Mi tío Blas, un hombre insignificante

Mi tío Blas era un hombre de esos que debido a su notable timidez, apocamiento y complejo de interioridad, todo el mundo considera insignificantes. Era el hermano mayor de mi madre, y todos cuantos le conocían estaban convencidos de que moriría soltero. Fundaban su convicción en que además de su cortedad y retraimiento, mi tío Blas era feíllo, menguado de estatura, algo contrahecho de cuerpo y torpe de movimientos.

       Vivía en una vetusta casona que, por lástima, los abuelos le dejaron en herencia. Mi tío Blas estaba empleado de mozo para todo en un almacén de grano. Los dueños del mismo abusaban de él haciéndole trabajar las horas que por ley le correspondían, y alguna hora extra más, que no consideraban obligatorio pagarle para mejorar el mísero salario que le pagaban.

        Yo era muy chico cuando cogí la costumbre de ir a verle los domingos por la mañana, después de salir de misa. Desde muy temprana edad merecieron mi respeto, afecto y consideración los antihéroes, los humildes, los infortunados. Ese tipo de personas que la sociedad margina de algún modo por considerarlas perdedoras dentro de un mundo ambicioso en la que todos aspiran a ser ganadores y muchos lo consiguen con astucia y malas artes.

        Mi tío Blas poseía la paciencia de Job y la constancia de Sísifo. Tenía un gato de pelaje blanco y ojos color albahaca que dormía y comía con él. Con lo difíciles de amaestrar que son estos animales, tío Blas había conseguido que, siguiendo sus órdenes “Nevado” se pusiera de pie, se tumbara y le encontrase la llave de la casa, objeto que perdía continuamente.

        Un día a mi tío Blas un vecino le regaló una guitarra rota:

        —Iba tirarla. Si eres capaz de arreglarla es tuya, y si no lo eres, pues la tiras tú.

        Mi tío Blas le dio las gracias y cada vez que tenía un rato libre, sin más ayuda que un cuchillo, una lima y un tronquito de madera le hizo un mástil nuevo al instrumento que tenía el suyo original roto, lo barnizó, puso cuerdas nuevas y lo convirtió en útil. Entonces, ejerciendo esa admirable paciencia suya, dedicándole cientos de horas, aprendió el solo a tocar la guitarra. Tenía buen oído y acabó siendo capaz de tocar todas las melodías que escuchaba repetidamente en la vieja radio que le regaló mi padre, cuando pudo comprar para casa una nueva.

       Como ya mencioné anteriormente los domingos por la mañana, salido de misa, donde siempre me aburría y a veces, por pura burla, fingía toses y le soplaba las orejas al chico que tenía en el bando de delante si tenía confianza con él, me iba a casa de mi tío Blas. Allí yo me entretenía con “Nevado” desorientándole con órdenes como:

       —Haz el pino, agárrate el rabo, saca la lengua, hazte el bizco, di Jesús cuando yo estornude, y tonterías por este estilo.

       Lógicamente a “Nevado” se le redondeaban los ojos, no obedecía y me miraba como se mira a las personas sobre cuyo buen funcionamiento cerebral se tienen dudas.

       Aparte de lo anterior, mi tío Blas que se tronchaba de risa conmigo, me enseñó a tocar la guitarra.

       Yo tenía diez años cuando un día, el corazón de mi tío Blas, del que él nunca se había fiado del todo porque a veces realizaba súbitos acelerones y, otras, a él le parecía que se había parado, se le detuvo del todo y murió en la cama acompañado de su fiel “Nevado”, al que tuve conmigo hasta que un día, enfermo de vejez, escogió tomar el camino del silencio eterno y, si se lo permitieron reunirse con su verdadero amo.

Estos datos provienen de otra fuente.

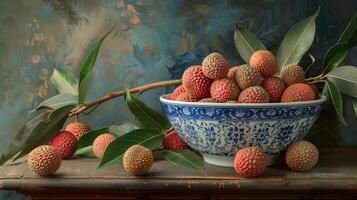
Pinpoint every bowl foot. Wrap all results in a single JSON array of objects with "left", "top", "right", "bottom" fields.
[{"left": 202, "top": 154, "right": 278, "bottom": 167}]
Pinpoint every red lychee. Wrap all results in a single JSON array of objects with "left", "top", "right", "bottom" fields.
[
  {"left": 234, "top": 147, "right": 268, "bottom": 178},
  {"left": 50, "top": 131, "right": 77, "bottom": 159},
  {"left": 182, "top": 65, "right": 213, "bottom": 99},
  {"left": 211, "top": 78, "right": 240, "bottom": 102}
]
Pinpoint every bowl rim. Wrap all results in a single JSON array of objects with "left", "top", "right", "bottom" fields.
[{"left": 160, "top": 93, "right": 327, "bottom": 107}]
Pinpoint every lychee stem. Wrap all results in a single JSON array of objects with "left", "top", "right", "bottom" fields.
[{"left": 69, "top": 79, "right": 181, "bottom": 117}]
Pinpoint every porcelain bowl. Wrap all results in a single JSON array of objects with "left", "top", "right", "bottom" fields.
[{"left": 160, "top": 94, "right": 326, "bottom": 167}]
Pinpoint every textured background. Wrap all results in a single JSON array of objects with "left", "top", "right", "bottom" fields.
[
  {"left": 0, "top": 0, "right": 357, "bottom": 148},
  {"left": 0, "top": 0, "right": 357, "bottom": 199}
]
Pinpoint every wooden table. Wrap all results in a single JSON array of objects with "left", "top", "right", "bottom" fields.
[{"left": 0, "top": 149, "right": 357, "bottom": 199}]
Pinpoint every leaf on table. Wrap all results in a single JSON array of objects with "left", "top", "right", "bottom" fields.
[
  {"left": 74, "top": 146, "right": 96, "bottom": 158},
  {"left": 161, "top": 149, "right": 206, "bottom": 174},
  {"left": 326, "top": 79, "right": 346, "bottom": 125},
  {"left": 36, "top": 94, "right": 78, "bottom": 110},
  {"left": 277, "top": 8, "right": 320, "bottom": 69},
  {"left": 322, "top": 14, "right": 357, "bottom": 73},
  {"left": 77, "top": 123, "right": 138, "bottom": 151},
  {"left": 50, "top": 68, "right": 78, "bottom": 95},
  {"left": 0, "top": 106, "right": 73, "bottom": 165},
  {"left": 234, "top": 24, "right": 266, "bottom": 63},
  {"left": 124, "top": 88, "right": 171, "bottom": 131},
  {"left": 326, "top": 65, "right": 357, "bottom": 98},
  {"left": 78, "top": 27, "right": 114, "bottom": 104},
  {"left": 15, "top": 105, "right": 74, "bottom": 160},
  {"left": 99, "top": 129, "right": 164, "bottom": 167}
]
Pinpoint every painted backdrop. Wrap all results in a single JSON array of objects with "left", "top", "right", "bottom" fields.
[{"left": 0, "top": 0, "right": 357, "bottom": 152}]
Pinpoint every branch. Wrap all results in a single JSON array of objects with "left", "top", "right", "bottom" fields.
[{"left": 69, "top": 79, "right": 181, "bottom": 117}]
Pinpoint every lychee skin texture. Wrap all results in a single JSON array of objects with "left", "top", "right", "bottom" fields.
[
  {"left": 281, "top": 83, "right": 315, "bottom": 102},
  {"left": 211, "top": 78, "right": 240, "bottom": 102},
  {"left": 263, "top": 76, "right": 285, "bottom": 103},
  {"left": 65, "top": 122, "right": 92, "bottom": 140},
  {"left": 92, "top": 133, "right": 116, "bottom": 160},
  {"left": 280, "top": 64, "right": 305, "bottom": 86},
  {"left": 50, "top": 131, "right": 78, "bottom": 160},
  {"left": 310, "top": 84, "right": 320, "bottom": 99},
  {"left": 238, "top": 86, "right": 269, "bottom": 103},
  {"left": 164, "top": 130, "right": 188, "bottom": 150},
  {"left": 198, "top": 97, "right": 220, "bottom": 103},
  {"left": 249, "top": 50, "right": 278, "bottom": 77},
  {"left": 227, "top": 64, "right": 248, "bottom": 79},
  {"left": 182, "top": 65, "right": 212, "bottom": 99},
  {"left": 27, "top": 145, "right": 62, "bottom": 176},
  {"left": 176, "top": 92, "right": 200, "bottom": 102},
  {"left": 235, "top": 65, "right": 263, "bottom": 90},
  {"left": 202, "top": 53, "right": 229, "bottom": 79},
  {"left": 285, "top": 140, "right": 319, "bottom": 172},
  {"left": 171, "top": 84, "right": 185, "bottom": 100},
  {"left": 234, "top": 147, "right": 268, "bottom": 178},
  {"left": 123, "top": 145, "right": 154, "bottom": 176}
]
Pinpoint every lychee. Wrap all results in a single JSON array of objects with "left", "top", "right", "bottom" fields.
[
  {"left": 171, "top": 84, "right": 185, "bottom": 100},
  {"left": 238, "top": 86, "right": 269, "bottom": 103},
  {"left": 176, "top": 92, "right": 200, "bottom": 102},
  {"left": 234, "top": 147, "right": 268, "bottom": 178},
  {"left": 50, "top": 131, "right": 78, "bottom": 159},
  {"left": 249, "top": 50, "right": 278, "bottom": 77},
  {"left": 211, "top": 78, "right": 240, "bottom": 102},
  {"left": 202, "top": 53, "right": 229, "bottom": 79},
  {"left": 164, "top": 130, "right": 188, "bottom": 150},
  {"left": 27, "top": 145, "right": 62, "bottom": 176},
  {"left": 235, "top": 65, "right": 263, "bottom": 90},
  {"left": 92, "top": 133, "right": 116, "bottom": 160},
  {"left": 285, "top": 140, "right": 319, "bottom": 172},
  {"left": 280, "top": 64, "right": 305, "bottom": 86},
  {"left": 182, "top": 65, "right": 212, "bottom": 99},
  {"left": 310, "top": 84, "right": 320, "bottom": 99},
  {"left": 281, "top": 83, "right": 315, "bottom": 102},
  {"left": 123, "top": 145, "right": 154, "bottom": 176},
  {"left": 65, "top": 122, "right": 92, "bottom": 140},
  {"left": 227, "top": 64, "right": 247, "bottom": 79},
  {"left": 262, "top": 76, "right": 285, "bottom": 103},
  {"left": 198, "top": 97, "right": 220, "bottom": 103}
]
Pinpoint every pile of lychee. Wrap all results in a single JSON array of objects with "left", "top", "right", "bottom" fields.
[
  {"left": 171, "top": 50, "right": 319, "bottom": 103},
  {"left": 233, "top": 140, "right": 319, "bottom": 178},
  {"left": 27, "top": 118, "right": 188, "bottom": 176}
]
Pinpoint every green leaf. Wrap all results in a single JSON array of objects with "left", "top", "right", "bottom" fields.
[
  {"left": 0, "top": 111, "right": 51, "bottom": 166},
  {"left": 326, "top": 66, "right": 357, "bottom": 98},
  {"left": 326, "top": 79, "right": 346, "bottom": 125},
  {"left": 234, "top": 24, "right": 266, "bottom": 63},
  {"left": 50, "top": 68, "right": 78, "bottom": 95},
  {"left": 36, "top": 94, "right": 78, "bottom": 110},
  {"left": 352, "top": 100, "right": 357, "bottom": 116},
  {"left": 277, "top": 8, "right": 320, "bottom": 69},
  {"left": 161, "top": 149, "right": 206, "bottom": 174},
  {"left": 78, "top": 27, "right": 114, "bottom": 104},
  {"left": 78, "top": 123, "right": 138, "bottom": 150},
  {"left": 15, "top": 105, "right": 74, "bottom": 159},
  {"left": 124, "top": 88, "right": 171, "bottom": 131},
  {"left": 74, "top": 146, "right": 96, "bottom": 158},
  {"left": 322, "top": 15, "right": 357, "bottom": 73},
  {"left": 99, "top": 129, "right": 164, "bottom": 167}
]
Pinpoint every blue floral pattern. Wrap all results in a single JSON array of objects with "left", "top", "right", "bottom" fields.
[{"left": 162, "top": 101, "right": 323, "bottom": 156}]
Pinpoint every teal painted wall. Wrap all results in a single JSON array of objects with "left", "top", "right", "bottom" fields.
[{"left": 0, "top": 0, "right": 357, "bottom": 148}]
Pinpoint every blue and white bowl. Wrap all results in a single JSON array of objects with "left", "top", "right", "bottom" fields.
[{"left": 160, "top": 95, "right": 326, "bottom": 167}]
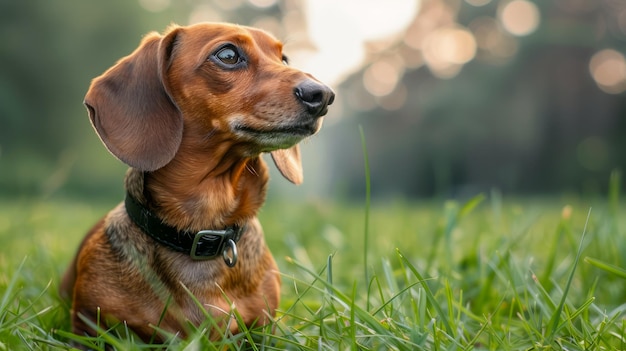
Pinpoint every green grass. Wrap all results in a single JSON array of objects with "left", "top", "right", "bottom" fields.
[{"left": 0, "top": 183, "right": 626, "bottom": 350}]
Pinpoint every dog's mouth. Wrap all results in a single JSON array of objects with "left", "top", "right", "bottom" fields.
[
  {"left": 232, "top": 119, "right": 321, "bottom": 149},
  {"left": 235, "top": 124, "right": 317, "bottom": 137}
]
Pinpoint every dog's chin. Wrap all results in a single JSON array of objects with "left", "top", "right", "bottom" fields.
[{"left": 233, "top": 118, "right": 322, "bottom": 152}]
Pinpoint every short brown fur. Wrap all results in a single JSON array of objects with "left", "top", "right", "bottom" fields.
[{"left": 60, "top": 23, "right": 334, "bottom": 341}]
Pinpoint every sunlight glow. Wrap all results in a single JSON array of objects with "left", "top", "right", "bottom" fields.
[
  {"left": 298, "top": 0, "right": 421, "bottom": 84},
  {"left": 139, "top": 0, "right": 170, "bottom": 12},
  {"left": 422, "top": 26, "right": 476, "bottom": 78},
  {"left": 499, "top": 0, "right": 540, "bottom": 36},
  {"left": 589, "top": 49, "right": 626, "bottom": 94}
]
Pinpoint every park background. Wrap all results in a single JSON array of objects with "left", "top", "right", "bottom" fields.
[
  {"left": 0, "top": 0, "right": 626, "bottom": 350},
  {"left": 0, "top": 0, "right": 626, "bottom": 204}
]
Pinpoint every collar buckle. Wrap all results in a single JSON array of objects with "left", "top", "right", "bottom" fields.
[{"left": 189, "top": 227, "right": 242, "bottom": 267}]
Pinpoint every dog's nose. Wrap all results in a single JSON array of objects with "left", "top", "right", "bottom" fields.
[{"left": 293, "top": 79, "right": 335, "bottom": 117}]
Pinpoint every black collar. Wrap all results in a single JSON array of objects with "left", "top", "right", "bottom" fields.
[{"left": 124, "top": 192, "right": 245, "bottom": 267}]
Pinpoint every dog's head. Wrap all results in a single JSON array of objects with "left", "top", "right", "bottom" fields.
[{"left": 85, "top": 23, "right": 334, "bottom": 184}]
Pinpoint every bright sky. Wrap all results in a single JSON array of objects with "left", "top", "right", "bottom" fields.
[{"left": 293, "top": 0, "right": 421, "bottom": 85}]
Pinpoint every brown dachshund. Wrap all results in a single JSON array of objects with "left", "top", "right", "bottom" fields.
[{"left": 61, "top": 23, "right": 334, "bottom": 341}]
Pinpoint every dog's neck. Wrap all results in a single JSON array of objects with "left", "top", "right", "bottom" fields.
[{"left": 126, "top": 139, "right": 268, "bottom": 230}]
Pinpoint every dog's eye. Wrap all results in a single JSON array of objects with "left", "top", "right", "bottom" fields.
[{"left": 215, "top": 46, "right": 241, "bottom": 65}]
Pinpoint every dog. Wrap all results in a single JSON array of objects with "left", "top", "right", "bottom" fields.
[{"left": 60, "top": 23, "right": 335, "bottom": 342}]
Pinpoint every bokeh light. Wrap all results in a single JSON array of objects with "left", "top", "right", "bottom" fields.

La remendada guitarra de mi tío Blas la conservo todavía y con su ayuda fui capaz de enamorar a un par de chicas de gustos poco selectivos.

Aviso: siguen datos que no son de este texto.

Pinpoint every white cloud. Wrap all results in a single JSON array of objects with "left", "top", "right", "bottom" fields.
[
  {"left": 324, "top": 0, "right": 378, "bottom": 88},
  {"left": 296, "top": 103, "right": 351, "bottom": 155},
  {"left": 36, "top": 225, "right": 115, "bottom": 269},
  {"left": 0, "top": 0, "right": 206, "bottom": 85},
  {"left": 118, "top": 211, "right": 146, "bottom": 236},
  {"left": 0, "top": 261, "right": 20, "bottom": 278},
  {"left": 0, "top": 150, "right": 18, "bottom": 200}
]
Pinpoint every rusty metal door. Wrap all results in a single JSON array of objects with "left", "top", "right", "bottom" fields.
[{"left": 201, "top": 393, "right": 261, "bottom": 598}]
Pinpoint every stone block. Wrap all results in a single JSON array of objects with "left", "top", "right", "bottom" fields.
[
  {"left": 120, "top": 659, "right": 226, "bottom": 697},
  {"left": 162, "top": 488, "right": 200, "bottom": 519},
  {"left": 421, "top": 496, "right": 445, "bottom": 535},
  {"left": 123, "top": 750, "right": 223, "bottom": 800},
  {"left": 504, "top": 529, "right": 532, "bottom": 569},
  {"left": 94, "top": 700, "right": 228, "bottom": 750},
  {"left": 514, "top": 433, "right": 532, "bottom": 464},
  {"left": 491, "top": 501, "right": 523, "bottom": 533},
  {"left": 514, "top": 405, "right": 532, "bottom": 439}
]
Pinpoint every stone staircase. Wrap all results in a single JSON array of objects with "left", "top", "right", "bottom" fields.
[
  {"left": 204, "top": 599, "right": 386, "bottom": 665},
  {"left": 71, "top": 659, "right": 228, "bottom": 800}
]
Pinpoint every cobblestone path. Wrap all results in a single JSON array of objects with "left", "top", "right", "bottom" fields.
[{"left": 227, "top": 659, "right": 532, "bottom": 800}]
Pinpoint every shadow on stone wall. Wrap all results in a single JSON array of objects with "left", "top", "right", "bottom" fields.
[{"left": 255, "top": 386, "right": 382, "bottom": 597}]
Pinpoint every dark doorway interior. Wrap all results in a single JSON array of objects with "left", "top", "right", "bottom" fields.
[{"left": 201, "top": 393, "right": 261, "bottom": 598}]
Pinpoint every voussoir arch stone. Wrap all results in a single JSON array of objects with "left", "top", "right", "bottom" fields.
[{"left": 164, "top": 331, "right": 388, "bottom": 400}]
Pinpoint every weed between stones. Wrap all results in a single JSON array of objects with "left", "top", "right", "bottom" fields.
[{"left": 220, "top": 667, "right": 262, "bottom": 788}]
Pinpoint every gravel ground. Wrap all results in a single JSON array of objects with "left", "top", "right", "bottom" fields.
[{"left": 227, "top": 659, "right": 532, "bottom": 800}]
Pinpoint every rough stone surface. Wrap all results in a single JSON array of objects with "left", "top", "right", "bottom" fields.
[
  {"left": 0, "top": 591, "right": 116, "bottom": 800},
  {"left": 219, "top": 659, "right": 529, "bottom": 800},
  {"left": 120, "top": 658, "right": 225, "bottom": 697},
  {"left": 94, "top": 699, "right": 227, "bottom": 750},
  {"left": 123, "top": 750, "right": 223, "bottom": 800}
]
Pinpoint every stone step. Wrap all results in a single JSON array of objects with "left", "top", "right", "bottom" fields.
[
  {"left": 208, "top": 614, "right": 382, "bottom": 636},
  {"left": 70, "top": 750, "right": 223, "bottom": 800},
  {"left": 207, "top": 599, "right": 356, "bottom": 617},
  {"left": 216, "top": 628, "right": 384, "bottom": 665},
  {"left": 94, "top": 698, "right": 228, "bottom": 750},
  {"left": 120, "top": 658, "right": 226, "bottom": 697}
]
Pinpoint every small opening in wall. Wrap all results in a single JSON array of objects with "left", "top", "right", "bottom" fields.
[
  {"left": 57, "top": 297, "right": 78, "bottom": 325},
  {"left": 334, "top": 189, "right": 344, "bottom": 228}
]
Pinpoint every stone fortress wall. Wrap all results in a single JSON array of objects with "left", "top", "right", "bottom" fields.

       Bueno, con respecto a la guitarra sorprendí a toda la familia cantando durante el sepelio, con el ataúd presente y asimismo un par de coronas compradas entre todos los que le queríamos bien, acompañándome de ella, canté la canción favorita de mi tío Blas:

“Adiós con el corazón,

que con el alma no puedo.

Al despedirme de ti,

al despedirme me muero”.

      Mientras la interpretaba vi asomarse lágrimas en muchos ojos de los presentes, algunas quizás fueran de emoción, otras, quizás de lástima por esta voz mía: flojita, desafinada y poco agradable. Pero como solía decir mi desventurado tío Blas: “El que regala lo que tiene, es un ser generoso, aunque su regalo no parezca valioso al que lo recibe”.